000000  000000  000001  000001  000001  000002  000003  000004  000006  000009  000013  000019  000028  000041  000060  000088  000129  000189  000277  000406  000595  000872  001278  001873  002745  004023  005896  008641  012664  018560  027201  039865  058425  085626  125491  183916  269542  395033  578949 
Terms are written in six digit strings.
Terms are accurate up to the 36th non-zero term.
This sequence is not found in the OEIS collection – yet!

The 1, 0, 1, 0, 0, 0, 1, 0, 1 Nonanacci Sequence.

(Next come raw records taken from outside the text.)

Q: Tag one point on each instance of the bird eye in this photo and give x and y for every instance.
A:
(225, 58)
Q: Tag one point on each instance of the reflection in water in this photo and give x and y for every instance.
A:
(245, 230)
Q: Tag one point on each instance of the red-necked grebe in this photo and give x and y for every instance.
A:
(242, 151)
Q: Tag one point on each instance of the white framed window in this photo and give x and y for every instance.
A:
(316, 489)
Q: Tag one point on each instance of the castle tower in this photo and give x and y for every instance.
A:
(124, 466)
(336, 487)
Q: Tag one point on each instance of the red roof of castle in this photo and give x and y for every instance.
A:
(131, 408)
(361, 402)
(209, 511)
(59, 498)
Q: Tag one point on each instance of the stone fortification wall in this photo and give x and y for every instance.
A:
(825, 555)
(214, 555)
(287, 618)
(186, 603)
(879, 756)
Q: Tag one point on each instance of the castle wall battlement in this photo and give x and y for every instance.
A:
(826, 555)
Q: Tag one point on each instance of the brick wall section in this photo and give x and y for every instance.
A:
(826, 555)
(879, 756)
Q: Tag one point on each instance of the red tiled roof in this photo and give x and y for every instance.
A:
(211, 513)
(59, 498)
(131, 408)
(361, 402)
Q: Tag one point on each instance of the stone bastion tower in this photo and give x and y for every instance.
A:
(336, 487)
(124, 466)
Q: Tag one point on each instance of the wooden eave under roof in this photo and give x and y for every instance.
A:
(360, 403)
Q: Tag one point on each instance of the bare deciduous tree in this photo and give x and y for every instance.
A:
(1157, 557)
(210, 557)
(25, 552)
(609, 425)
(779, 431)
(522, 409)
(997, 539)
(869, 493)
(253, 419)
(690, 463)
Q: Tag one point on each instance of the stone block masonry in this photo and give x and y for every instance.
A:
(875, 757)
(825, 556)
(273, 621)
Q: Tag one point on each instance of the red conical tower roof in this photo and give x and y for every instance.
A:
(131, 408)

Defined as: a(0) = a(1) = a(2) = a(3) = a(4) = a(5) = a(6) = a(7) = 0, a(8) = 1, and when n>8 then a(n) = a(n-1) + a(n-3) + a(n-7) + a(n-9).
The Sequence Number is:
999,998,999,999,999,998,999,999,999,999,999,999,999,998,
999,999,999,999
1/999998999999999998999999999999999999999998999999
999999 =
0.
000000  000000  000000  000000  000000  000000  000000  000000  000001  000001  000001  000002  000003  000004  000006  000010  000015  000023  000036  000055  000084  000129  000198  000303  000465  000714  001095  001680  002578  003955  006067  009308  014280  021907  033609  051562  079104  121358  186183  285634  438207 
Terms are written in six digit strings.
Terms are accurate up to the 33rd non-zero term.
This sequence is not found in the OEIS collection – yet!